In the beginning, it was a mutually beneficial relationship. As a Beltway outsider, George W. Bush needed the advice of a seasoned Washington politician. Dick Cheney was eager to exert his influence on public policy without the glare of the spotlight. So Bush asked Cheney to be his running mate. The rest, as they say, is history: 9/11, the invasions of Afghanistan and Iraq, Hurricane Katrina, the Great Recession. The simplistic story was that Cheney, as vice president, ran the country behind the scenes, directing the moves of an untested president. The reality, according to journalist Peter Baker, was that the relationship between Bush and Cheney was much more complex. His new book, Days of Fire: Bush and Cheney in the White House, describes a relationship that evolved from Cheney being a trusted adviser to one where Bush became increasingly wary of his vice president’s counsel.
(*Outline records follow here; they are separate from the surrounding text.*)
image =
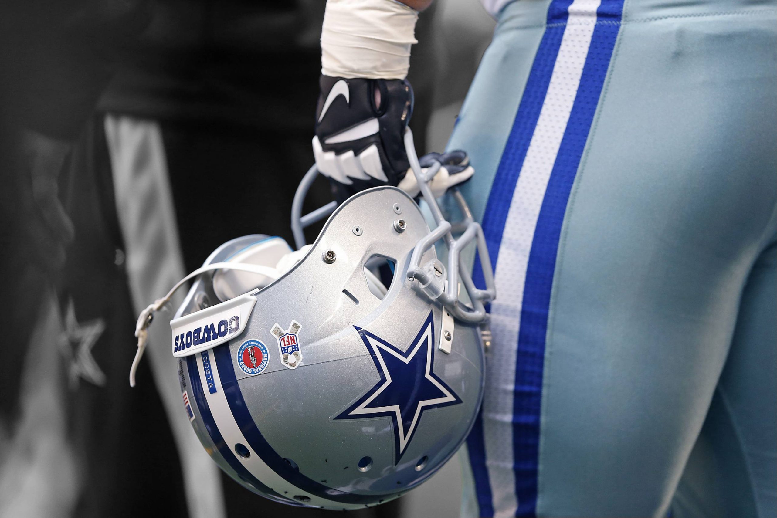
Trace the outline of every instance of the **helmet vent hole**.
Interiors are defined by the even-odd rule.
[[[359,305],[359,299],[356,298],[356,296],[354,295],[354,294],[348,291],[347,290],[343,290],[343,294],[350,298],[351,302],[353,302],[357,306]]]
[[[357,464],[357,468],[362,473],[369,471],[370,468],[372,468],[372,457],[362,457],[359,459],[359,464]]]
[[[383,256],[372,256],[364,262],[364,277],[370,293],[382,301],[385,298],[396,272],[396,261]]]
[[[251,457],[251,452],[249,451],[249,449],[245,444],[241,444],[240,443],[235,445],[235,453],[242,459],[247,459]]]
[[[297,465],[297,463],[296,463],[296,462],[294,462],[294,461],[292,461],[291,459],[287,459],[287,458],[284,458],[284,461],[286,462],[286,464],[288,464],[289,466],[291,466],[291,468],[294,468],[294,469],[295,471],[299,471],[299,466],[298,466],[298,465]],[[297,498],[297,497],[295,496],[294,498]]]

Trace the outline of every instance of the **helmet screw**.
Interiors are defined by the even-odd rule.
[[[327,250],[321,255],[321,259],[324,259],[326,264],[332,264],[337,259],[337,256],[335,255],[334,250]]]

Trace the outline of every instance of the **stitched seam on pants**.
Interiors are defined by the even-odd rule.
[[[559,239],[558,252],[557,252],[558,256],[556,261],[556,268],[553,270],[554,282],[550,297],[550,304],[549,304],[550,315],[549,315],[548,318],[548,329],[545,331],[545,362],[542,367],[542,371],[545,373],[548,373],[550,370],[550,366],[553,355],[553,342],[552,339],[551,339],[551,336],[552,336],[552,331],[555,327],[556,324],[555,306],[556,306],[556,299],[557,295],[557,289],[559,286],[556,283],[556,280],[559,278],[558,274],[559,272],[560,272],[562,268],[563,267],[563,262],[565,259],[565,255],[563,251],[566,246],[566,239],[569,233],[569,220],[567,219],[567,214],[570,214],[574,208],[575,200],[577,199],[577,189],[580,188],[580,183],[582,181],[583,179],[582,172],[584,168],[585,167],[586,162],[587,161],[588,153],[590,152],[591,148],[589,144],[593,140],[594,135],[596,134],[596,129],[599,123],[599,118],[601,116],[601,108],[602,106],[604,106],[605,99],[607,97],[607,92],[608,90],[609,89],[610,81],[611,79],[613,71],[615,67],[615,61],[618,59],[618,53],[620,50],[620,46],[621,46],[621,37],[622,37],[621,33],[619,33],[618,34],[618,40],[615,41],[615,47],[612,50],[612,55],[610,57],[610,64],[607,71],[607,77],[605,79],[605,84],[602,86],[601,93],[599,95],[599,100],[598,103],[598,106],[597,107],[597,111],[594,116],[594,120],[591,123],[591,130],[588,132],[588,137],[586,139],[586,144],[584,148],[583,155],[580,157],[580,164],[577,166],[577,172],[575,173],[574,183],[572,186],[572,191],[570,193],[569,201],[567,202],[566,205],[566,210],[564,214],[564,222],[562,228],[562,235]],[[541,400],[542,406],[540,408],[540,429],[542,429],[545,421],[545,405],[547,404],[547,401],[549,399],[549,395],[550,394],[549,377],[550,377],[549,376],[542,377],[543,397],[542,398]],[[545,442],[542,433],[540,434],[539,441],[540,443],[538,448],[538,467],[537,467],[537,502],[535,507],[535,509],[537,509],[538,516],[540,516],[538,511],[540,510],[540,502],[542,502],[542,499],[544,495],[543,490],[545,488],[544,478],[542,476],[543,475],[542,470],[541,469],[542,466],[541,459],[542,458],[543,443]]]
[[[758,499],[755,495],[755,485],[753,483],[754,477],[753,472],[750,467],[750,459],[747,457],[747,450],[744,447],[744,441],[742,440],[742,434],[740,433],[739,426],[737,425],[737,420],[733,419],[733,412],[731,410],[731,405],[729,404],[728,398],[726,396],[726,393],[723,389],[720,387],[720,381],[718,380],[718,386],[716,388],[718,394],[720,395],[720,401],[723,402],[723,406],[726,408],[726,413],[731,421],[731,428],[733,429],[734,436],[737,437],[737,442],[739,443],[740,451],[742,452],[742,457],[744,461],[745,470],[747,472],[747,485],[750,487],[750,494],[753,499],[753,502],[755,505],[755,512],[758,513],[758,516],[762,516],[763,514],[761,513],[761,509],[758,506]]]

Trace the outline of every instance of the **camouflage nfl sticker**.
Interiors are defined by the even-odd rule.
[[[289,329],[285,331],[280,324],[276,323],[270,330],[275,339],[278,341],[278,350],[280,351],[280,363],[290,369],[296,369],[302,363],[302,353],[299,350],[299,341],[297,333],[302,325],[296,320],[292,320]]]

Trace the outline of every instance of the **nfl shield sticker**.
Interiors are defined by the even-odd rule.
[[[280,363],[290,369],[296,369],[302,362],[302,353],[299,350],[299,341],[297,339],[297,333],[301,327],[299,322],[292,320],[289,329],[285,331],[277,323],[270,330],[278,341]]]
[[[246,340],[238,348],[238,367],[249,376],[260,374],[267,367],[270,354],[259,340]]]

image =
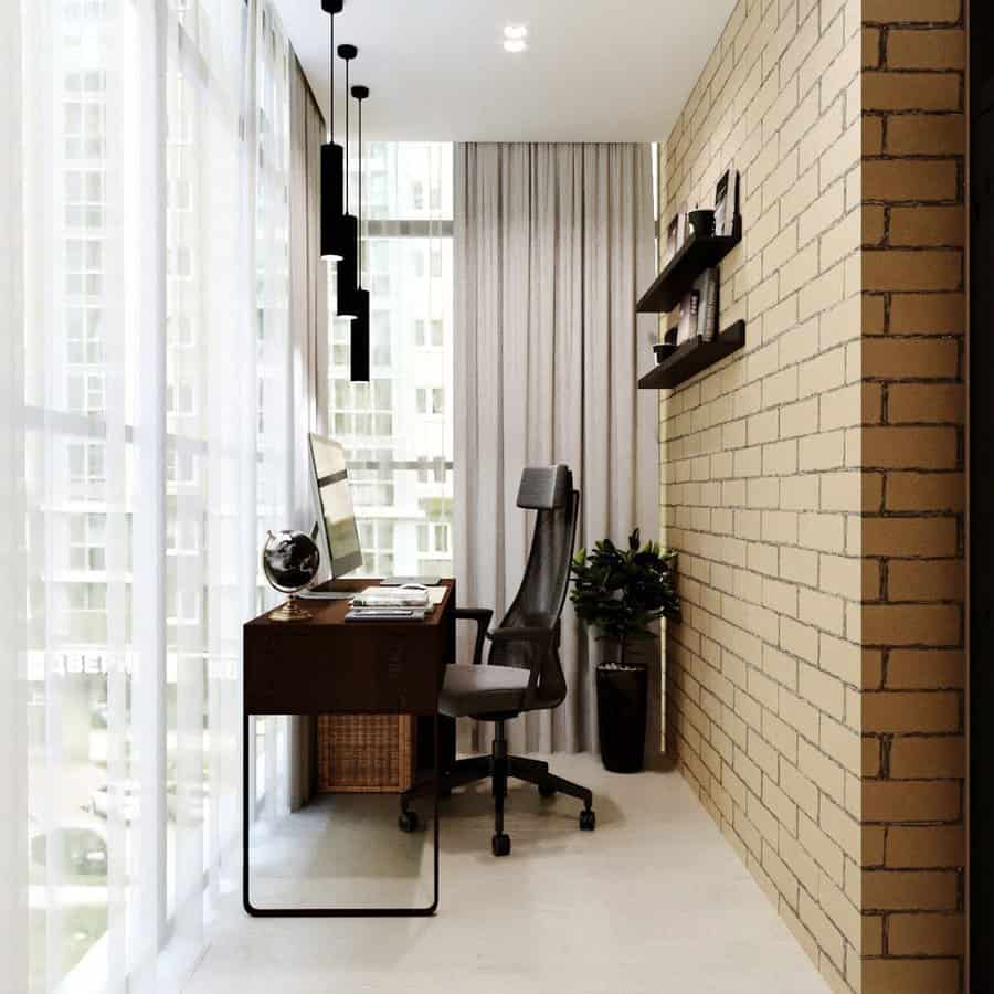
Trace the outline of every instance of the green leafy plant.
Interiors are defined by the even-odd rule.
[[[617,639],[622,666],[632,639],[653,637],[652,622],[679,620],[675,569],[676,553],[662,551],[655,542],[642,544],[637,528],[627,549],[604,539],[593,551],[581,549],[573,557],[570,601],[577,616],[600,632],[598,638]]]

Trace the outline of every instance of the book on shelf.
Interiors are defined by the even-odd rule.
[[[718,269],[706,269],[695,283],[700,297],[697,308],[697,335],[702,341],[712,341],[718,334]]]
[[[718,180],[715,189],[715,234],[731,235],[736,230],[739,213],[739,173],[734,162]]]

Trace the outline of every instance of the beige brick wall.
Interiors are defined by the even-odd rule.
[[[866,994],[963,990],[962,14],[865,0]]]
[[[858,0],[740,0],[660,152],[664,224],[739,169],[720,324],[747,321],[742,352],[660,398],[685,603],[669,744],[839,991],[861,965],[860,424],[879,389],[861,382],[861,29]]]
[[[963,979],[961,0],[740,0],[662,223],[742,180],[721,319],[660,395],[668,747],[837,991]]]

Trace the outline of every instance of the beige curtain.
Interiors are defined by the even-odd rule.
[[[294,527],[310,531],[315,520],[310,490],[307,435],[327,433],[328,420],[328,295],[326,264],[320,248],[320,155],[325,120],[296,57],[289,85],[289,274],[292,369],[288,480]],[[289,723],[289,807],[309,797],[313,750],[311,721]]]
[[[461,604],[499,617],[528,553],[525,466],[569,464],[579,544],[658,530],[657,398],[636,389],[656,334],[635,316],[655,268],[651,150],[461,145],[455,188],[456,577]],[[567,700],[511,722],[518,751],[596,748],[596,645],[569,605],[561,652]]]

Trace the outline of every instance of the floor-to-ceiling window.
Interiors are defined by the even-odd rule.
[[[371,142],[364,180],[371,374],[349,382],[349,325],[331,321],[330,431],[349,453],[363,570],[451,575],[452,146]]]
[[[287,515],[290,53],[266,0],[18,8],[27,866],[0,987],[172,990],[236,838],[241,622]]]

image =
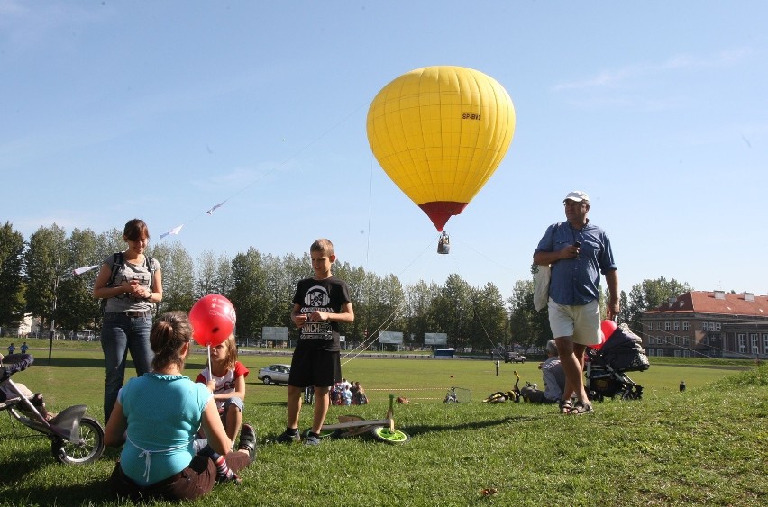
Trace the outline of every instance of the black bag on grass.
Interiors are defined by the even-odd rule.
[[[599,355],[615,370],[645,371],[651,364],[642,343],[640,337],[629,330],[629,326],[621,324],[603,344]]]

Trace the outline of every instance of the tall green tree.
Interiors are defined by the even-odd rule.
[[[55,223],[41,227],[30,236],[24,252],[27,312],[41,317],[42,329],[49,329],[58,303],[59,283],[66,260],[66,233]]]
[[[245,338],[261,338],[270,302],[267,276],[259,250],[251,247],[247,252],[234,256],[232,276],[229,299],[237,312],[237,333]]]
[[[63,274],[59,276],[56,321],[65,331],[96,330],[99,303],[93,297],[98,269],[79,276],[74,269],[88,266],[96,257],[98,237],[90,229],[74,229],[65,241]]]
[[[0,328],[18,329],[24,318],[24,237],[10,222],[0,227]]]
[[[470,324],[474,320],[471,296],[471,286],[459,275],[452,274],[435,298],[433,318],[439,319],[451,347],[463,349],[470,343]]]
[[[195,303],[195,277],[192,257],[178,241],[155,246],[148,255],[160,263],[162,301],[157,312],[189,312]]]
[[[517,280],[512,289],[509,303],[509,333],[511,341],[524,349],[543,347],[552,340],[547,310],[534,306],[534,280]]]
[[[405,332],[407,343],[413,346],[424,344],[424,335],[428,332],[443,332],[434,319],[433,311],[434,299],[440,294],[441,287],[434,282],[427,284],[418,281],[407,287],[407,307]]]
[[[672,278],[667,280],[663,276],[655,279],[645,279],[632,285],[629,292],[627,312],[631,315],[629,327],[636,333],[642,333],[643,326],[640,318],[643,312],[658,308],[671,297],[677,297],[693,290],[687,283],[681,283]]]
[[[471,324],[471,344],[474,350],[493,350],[505,341],[507,311],[498,288],[489,282],[472,294],[474,320]]]

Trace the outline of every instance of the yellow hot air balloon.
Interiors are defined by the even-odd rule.
[[[384,86],[368,110],[373,155],[437,231],[501,162],[515,107],[498,81],[463,67],[425,67]]]

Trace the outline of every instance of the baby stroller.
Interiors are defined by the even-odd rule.
[[[7,411],[13,419],[50,439],[50,452],[59,463],[84,465],[97,460],[105,448],[104,428],[85,415],[86,405],[73,405],[46,417],[41,395],[11,380],[12,375],[25,370],[33,360],[29,354],[13,354],[0,361],[0,412]]]
[[[626,375],[627,371],[645,371],[650,367],[648,356],[640,337],[619,325],[599,349],[587,349],[584,375],[590,400],[602,402],[606,397],[639,400],[643,386]]]

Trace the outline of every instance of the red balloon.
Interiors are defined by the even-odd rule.
[[[602,349],[602,348],[603,348],[603,344],[604,344],[605,342],[606,342],[606,337],[603,335],[603,333],[600,333],[600,342],[599,342],[599,343],[596,343],[596,344],[594,344],[594,345],[590,345],[590,347],[591,349],[595,349],[595,350],[599,350],[600,349]],[[589,357],[589,356],[588,356],[588,357]]]
[[[236,320],[234,306],[218,294],[201,297],[189,311],[192,338],[203,347],[224,343],[234,330]]]
[[[606,319],[605,321],[600,322],[600,330],[603,331],[603,340],[602,343],[600,343],[600,347],[603,346],[603,343],[608,340],[608,339],[613,334],[613,331],[615,331],[617,328],[618,328],[618,324],[617,324],[613,321],[608,321],[608,319]]]

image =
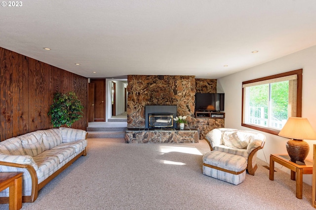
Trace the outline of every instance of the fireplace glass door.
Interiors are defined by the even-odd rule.
[[[173,116],[172,115],[149,115],[149,127],[172,127]]]

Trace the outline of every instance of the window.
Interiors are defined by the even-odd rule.
[[[302,72],[243,82],[241,125],[277,135],[289,117],[301,117]]]

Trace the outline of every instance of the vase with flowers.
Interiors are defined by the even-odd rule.
[[[184,128],[184,124],[187,122],[186,119],[187,116],[177,116],[173,119],[173,120],[179,123],[180,130],[183,130]]]

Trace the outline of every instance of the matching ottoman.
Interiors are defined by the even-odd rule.
[[[245,180],[246,167],[242,156],[213,150],[203,156],[203,174],[235,185]]]

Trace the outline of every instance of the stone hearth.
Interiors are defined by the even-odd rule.
[[[198,143],[198,130],[195,128],[150,129],[128,128],[125,131],[127,143]]]

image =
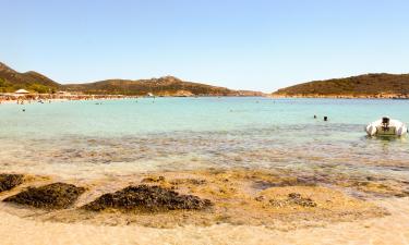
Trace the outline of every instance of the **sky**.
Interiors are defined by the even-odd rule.
[[[0,0],[0,62],[60,83],[173,75],[266,93],[409,73],[407,0]]]

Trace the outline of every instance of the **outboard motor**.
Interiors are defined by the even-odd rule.
[[[383,132],[389,131],[389,122],[390,122],[389,118],[387,117],[382,118],[382,131]]]
[[[404,136],[408,134],[408,127],[398,120],[383,117],[381,120],[366,125],[365,132],[370,136]]]

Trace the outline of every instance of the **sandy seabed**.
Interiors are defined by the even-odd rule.
[[[0,211],[0,244],[409,244],[409,198],[377,205],[390,216],[290,231],[231,224],[156,229],[58,223]]]

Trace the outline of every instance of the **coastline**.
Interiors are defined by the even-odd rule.
[[[268,98],[306,98],[306,99],[409,99],[408,95],[268,95]]]
[[[221,205],[220,210],[233,208],[237,205],[241,208],[250,207],[249,210],[244,209],[243,211],[234,209],[230,215],[215,213],[217,222],[210,222],[208,219],[203,222],[203,217],[208,216],[207,211],[183,211],[181,216],[175,211],[159,213],[134,213],[117,210],[101,213],[79,211],[76,207],[108,192],[108,189],[112,192],[118,186],[112,188],[112,180],[84,182],[60,180],[57,176],[26,175],[26,183],[15,189],[1,193],[2,199],[26,189],[27,186],[39,186],[55,181],[86,186],[86,193],[89,194],[85,193],[73,208],[55,211],[2,201],[0,204],[2,217],[0,235],[5,244],[34,245],[46,244],[55,240],[58,240],[59,244],[406,244],[409,241],[409,197],[389,196],[357,199],[344,196],[346,194],[341,194],[342,192],[338,193],[339,187],[324,187],[326,185],[323,185],[322,182],[313,183],[322,186],[316,188],[305,183],[289,183],[290,179],[285,177],[282,180],[287,181],[281,182],[286,183],[285,186],[263,187],[262,191],[267,197],[268,189],[285,191],[290,188],[290,192],[306,195],[303,193],[305,189],[316,188],[312,192],[311,198],[318,204],[317,207],[300,205],[267,207],[265,210],[269,210],[268,212],[272,212],[273,216],[265,216],[264,212],[250,213],[249,216],[249,211],[262,209],[255,208],[251,200],[243,199],[239,194],[249,191],[249,186],[243,183],[248,181],[260,183],[263,180],[263,186],[268,186],[266,183],[279,177],[272,174],[272,172],[261,170],[250,172],[242,170],[156,172],[129,176],[120,181],[120,186],[127,186],[130,184],[130,180],[134,180],[131,181],[134,184],[167,186],[176,183],[175,180],[179,180],[177,192],[202,193],[201,195],[219,197],[218,200],[213,199],[216,207],[219,205],[217,201],[232,198],[231,201]],[[274,177],[269,179],[272,176]],[[206,182],[187,180],[205,180]],[[240,192],[230,193],[229,185],[225,186],[222,180],[232,182],[233,185],[230,187],[240,189]],[[226,191],[214,193],[217,188],[208,189],[207,184],[204,183],[212,184],[212,186],[217,184],[219,189],[225,187]],[[202,191],[197,191],[199,188]],[[281,191],[275,192],[272,197],[277,197]],[[244,204],[241,204],[243,200],[245,200]],[[328,200],[332,200],[335,206],[325,206],[325,201]],[[371,215],[371,209],[361,209],[362,207],[377,207],[382,212]],[[328,209],[329,212],[325,209]],[[350,216],[354,212],[359,215]],[[234,221],[228,216],[242,217],[243,219]],[[254,218],[251,217],[262,223],[253,222]],[[388,232],[384,232],[385,230]]]
[[[388,217],[277,231],[264,226],[215,224],[173,229],[140,225],[92,225],[39,222],[0,211],[4,244],[360,244],[405,245],[409,242],[409,199],[380,201]],[[385,232],[387,231],[387,232]],[[51,242],[53,241],[53,242]]]

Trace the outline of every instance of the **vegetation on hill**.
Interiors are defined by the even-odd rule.
[[[89,84],[67,85],[65,89],[83,91],[85,94],[119,94],[119,95],[172,95],[187,91],[192,95],[236,95],[237,91],[224,87],[215,87],[205,84],[183,82],[172,76],[152,79],[108,79]]]
[[[145,96],[261,96],[257,91],[231,90],[205,84],[183,82],[173,76],[151,79],[107,79],[88,84],[61,85],[36,73],[19,73],[0,63],[0,93],[11,93],[20,88],[40,94],[55,93],[59,89],[88,95],[129,95]]]
[[[60,84],[39,73],[19,73],[0,62],[0,93],[12,93],[24,88],[41,94],[56,91],[59,87]]]
[[[278,89],[273,96],[378,97],[409,96],[409,74],[366,74],[347,78],[314,81]]]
Baker witnessed the evolution firsthand, covering Bush as a reporter for the Washington Post. He now covers the Obama administration for the New York Times. Baker brings his newspaperman’s style of writing to Days of Fire; the book is steeped in facts, and the writing is clear and crisp.
You will also be impressed by Baker’s research and reporting. He interviewed more than 200 people, including White House insiders, politicians, relatives and friends to find some incredible anecdotes and to describe the shifting relationship between Bush and Cheney. In summary, when Bush chose Cheney as his running mate, he was looking for a mentor. But it was clear from the beginning that Bush was in charge, and he ultimately relied on his gut when making decisions, Baker writes. Things started to deteriorate after 9/11, as Cheney was a strong advocate of the invasion of Iraq under the assumption that it had weapons of mass destruction. In the aftermath, Bush started to rely more on his instincts, based in part on his growing self-confidence, and the realization that his vice president was a staunch, stubborn conservative.
Among the more fascinating examples of the changing Bush-Cheney relationship in Days of Fire is an account of how Cheney pushed hard to get a presidential pardon for his aide, Lewis “Scooter” Libby, after he was convicted of leaking the identity of CIA agent Valerie Plame. Bush, having already commuted Libby’s 30-month prison sentence, ultimately refused to pardon the conviction, a decision that infuriated Cheney and further soured their relationship.
All told, Days of Fire delves deeply into the Bush-Cheney partnership and offers breathtaking insights into power, passion and politics at the highest levels of our government.